Led by Professors Lesley McAra and Susan McVie, the ESYTC is a prospective longitudinal study of pathways into and out of offending amongst a cohort of more than 4000 young people in the city of Edinburgh.
Data collection for the study has included six annual sweeps of self-report surveys from cohort members (aged 12-17) as well as official records from police, social work, children’s hearings, schools and criminal convictions records; surveys of parents and teachers; a community survey; and compilation of a Geographic Information System incorporating census and police-recorded crime data. A sub-sample of the original cohort (now aged 24/25) recently completed a follow-up self-report.
The ESYTC highlighted four key findings:
- Involvement in serious offending by young people is strongly linked to their experiences of multiple aspects of vulnerability and social adversity.

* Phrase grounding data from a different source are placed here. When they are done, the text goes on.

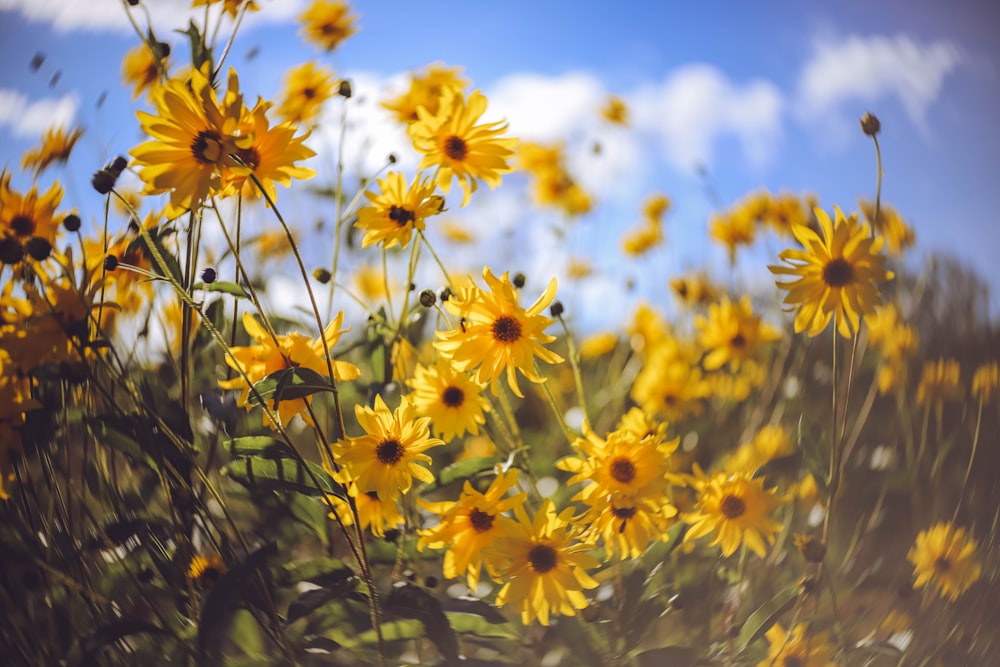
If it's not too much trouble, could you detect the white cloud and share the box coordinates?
[631,64,784,173]
[796,33,961,128]
[0,0,305,34]
[0,89,79,138]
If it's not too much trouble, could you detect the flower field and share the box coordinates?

- Early identification of at-risk children is imprecise, and inappropriate use of formal controls risks recycling young people around the justice system, irreversibly stigmatising them, with negligible beneficial effect.
- Pathways out of offending are facilitated or impeded by critical moments in the early teenage years, particularly experience of exclusion from school.
- Appropriately targeted diversionary strategies can increase desistance from serious offending.
The ESYTC’s findings on the effectiveness of policing and youth-justice interventions provided evidence for the Scottish Government’s recent reforms to youth justice, including the Early and Effective Intervention Programme for under 16s and the Whole System Approach for under 18s. The Early and Effective Intervention Programme has been rolled out nationally.
The Whole System Approach represents a major shift away from punitive measures towards maximum use of diversion, a key focus being keeping 16 and 17 year-olds out of the criminal justice system. The Whole System Approach was rolled out nationally to all 32 local authorities in Scotland in September 2011, along with guidance that draws heavily on ESYTC findings. All but two local authorities in Scotland have signed up to adopt the WSA.The effectiveness of these reforms is indicated the Policing Performance Framework data, which shows that the number of recorded crimes and offences committed by children and young people (8-17 year olds) decreased by 32% between 2008-09 and 2011-12.
The influential research carried out by Professor Lesley McAra and Professor Susan McVie was recognised when they were jointly awarded the Howard League Research Medal in 2013. Their paper ‘Delivering Justice for Children and Young People: Key Messages from the Edinburgh Study of Youth Transitions and Crime’ was published by the Howard League in 2013.